Maka, mari kita menjadi bagian dari gerakan dakwah digital yang tercerahkan. Bukan hanya menyebarkan pesan, tetapi juga membentuk cara berpikir, membuka ruang dialog, dan menghadirkan Islam sebagai rahmat bagi semesta. Dengan literasi algoritmik yang kuat dan komunikasi profetik yang bijak, kita bisa menjadikan media digital sebagai ladang amal dan perubahan sosial yang bermakna.
DAFTAR PUSTAKA
Departemen Agama RI. (2002). Al-Qur’an dan Terjemahannya. Jakarta: PT. Syamil Cipta Media.
Kuntowijoyo. (2006). Paradigma Islam: Interpretasi untuk Aksi. Mizan.
Vosoughi, S., Roy, D., & Aral, S. (2018). The spread of true and false news online. Science, 359(6380), 1146–1151.
Bukhari, M. I. (n.d.). Shahih al-Bukhari. Hadis no. 3461.

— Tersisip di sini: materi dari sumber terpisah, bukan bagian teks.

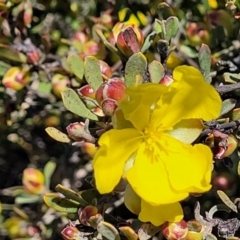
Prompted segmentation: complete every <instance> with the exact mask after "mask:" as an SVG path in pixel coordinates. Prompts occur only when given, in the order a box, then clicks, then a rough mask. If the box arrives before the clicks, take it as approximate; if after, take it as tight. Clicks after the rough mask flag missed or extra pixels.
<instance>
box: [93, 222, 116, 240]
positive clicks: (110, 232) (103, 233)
mask: <svg viewBox="0 0 240 240" xmlns="http://www.w3.org/2000/svg"><path fill="white" fill-rule="evenodd" d="M97 231H98V232H99V233H100V234H102V235H103V237H105V238H106V239H108V240H120V236H119V233H118V231H117V229H116V228H115V227H114V226H113V225H112V224H110V223H107V222H104V221H102V222H100V223H99V224H98V226H97Z"/></svg>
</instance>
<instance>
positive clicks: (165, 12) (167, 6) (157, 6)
mask: <svg viewBox="0 0 240 240" xmlns="http://www.w3.org/2000/svg"><path fill="white" fill-rule="evenodd" d="M157 14H158V18H159V19H160V20H165V19H167V18H168V17H170V16H173V15H174V13H173V10H172V8H171V7H170V6H169V5H168V4H167V3H165V2H163V3H160V4H158V6H157Z"/></svg>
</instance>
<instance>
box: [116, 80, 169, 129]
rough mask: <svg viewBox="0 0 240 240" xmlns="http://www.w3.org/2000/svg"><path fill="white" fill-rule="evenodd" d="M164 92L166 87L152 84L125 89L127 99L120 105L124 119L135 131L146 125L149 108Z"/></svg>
mask: <svg viewBox="0 0 240 240" xmlns="http://www.w3.org/2000/svg"><path fill="white" fill-rule="evenodd" d="M166 91H167V87H166V86H163V85H160V84H154V83H144V84H141V85H138V86H134V87H130V88H127V90H126V93H127V94H128V96H129V97H128V98H126V100H123V101H122V102H121V103H120V106H121V108H122V111H123V113H124V116H125V119H126V120H129V121H130V122H131V123H132V124H133V125H134V127H135V128H136V129H138V130H142V129H143V128H144V127H146V126H147V125H148V122H149V119H150V114H151V107H152V106H153V105H154V104H155V103H156V102H157V101H158V99H159V97H160V96H161V95H162V94H163V93H164V92H166Z"/></svg>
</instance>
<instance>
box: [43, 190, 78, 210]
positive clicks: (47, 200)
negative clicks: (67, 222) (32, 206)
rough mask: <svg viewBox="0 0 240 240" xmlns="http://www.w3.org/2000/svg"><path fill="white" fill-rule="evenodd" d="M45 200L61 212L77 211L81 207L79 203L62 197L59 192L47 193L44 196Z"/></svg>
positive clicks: (47, 203) (51, 207)
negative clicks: (74, 201)
mask: <svg viewBox="0 0 240 240" xmlns="http://www.w3.org/2000/svg"><path fill="white" fill-rule="evenodd" d="M43 200H44V202H45V203H46V204H47V205H48V207H51V208H53V209H55V210H56V211H59V212H67V213H76V212H77V211H78V209H79V206H80V205H79V204H78V203H76V202H74V201H72V200H70V199H66V198H61V197H60V196H59V195H58V194H57V193H46V194H45V195H44V196H43Z"/></svg>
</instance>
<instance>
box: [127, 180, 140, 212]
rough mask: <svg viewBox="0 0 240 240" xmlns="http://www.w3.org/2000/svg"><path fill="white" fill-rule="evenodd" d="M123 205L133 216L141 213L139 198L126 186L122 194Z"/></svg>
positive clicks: (139, 200)
mask: <svg viewBox="0 0 240 240" xmlns="http://www.w3.org/2000/svg"><path fill="white" fill-rule="evenodd" d="M124 204H125V205H126V207H127V208H128V209H129V210H130V211H131V212H132V213H134V214H136V215H138V214H139V213H140V211H141V198H140V197H139V196H138V195H137V194H136V193H135V192H134V191H133V189H132V187H131V186H130V185H129V184H128V185H127V187H126V190H125V193H124Z"/></svg>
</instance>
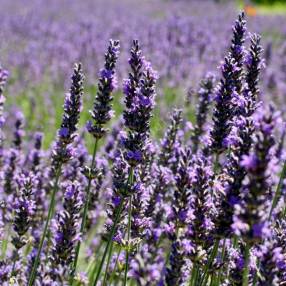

Adi, A. (2017). Program televisi daerah sebagai media partisipasi publik. Yogyakarta: Pustaka Pelajar.
Musyafak, N., Fabriar, S. R., & Hilmi, M. (2023). Jurnalisme profetik: Respon perguruan tinggi menjawab tantangan dakwah di era digital. Medio: Jurnal Komunikasi dan Dakwah, 5(1), 45–60.
Fadhillah, A. H. (2022). Komunikasi profetik: Strategi berdakwah di era new media. Al-Balagh: Jurnal Komunikasi Islam, 6(2), 123–135
Asbi, M., Firdaus, S. F., & Hamidah, L. (2025). Strategi dan pendekatan dakwah di era digital pada pemikiran Al Bayanuni. Jurnal An-Nida, 17(1), 1–15.
Hak, A. A., Rianti, F., & Irfaniah, H. (2022). Komunikasi profetik Gen-Z dalam media elektronik: Sebuah tinjauan pengaruh literasi elektronik terhadap penggunaan informasi Covid-19. Adabia Press.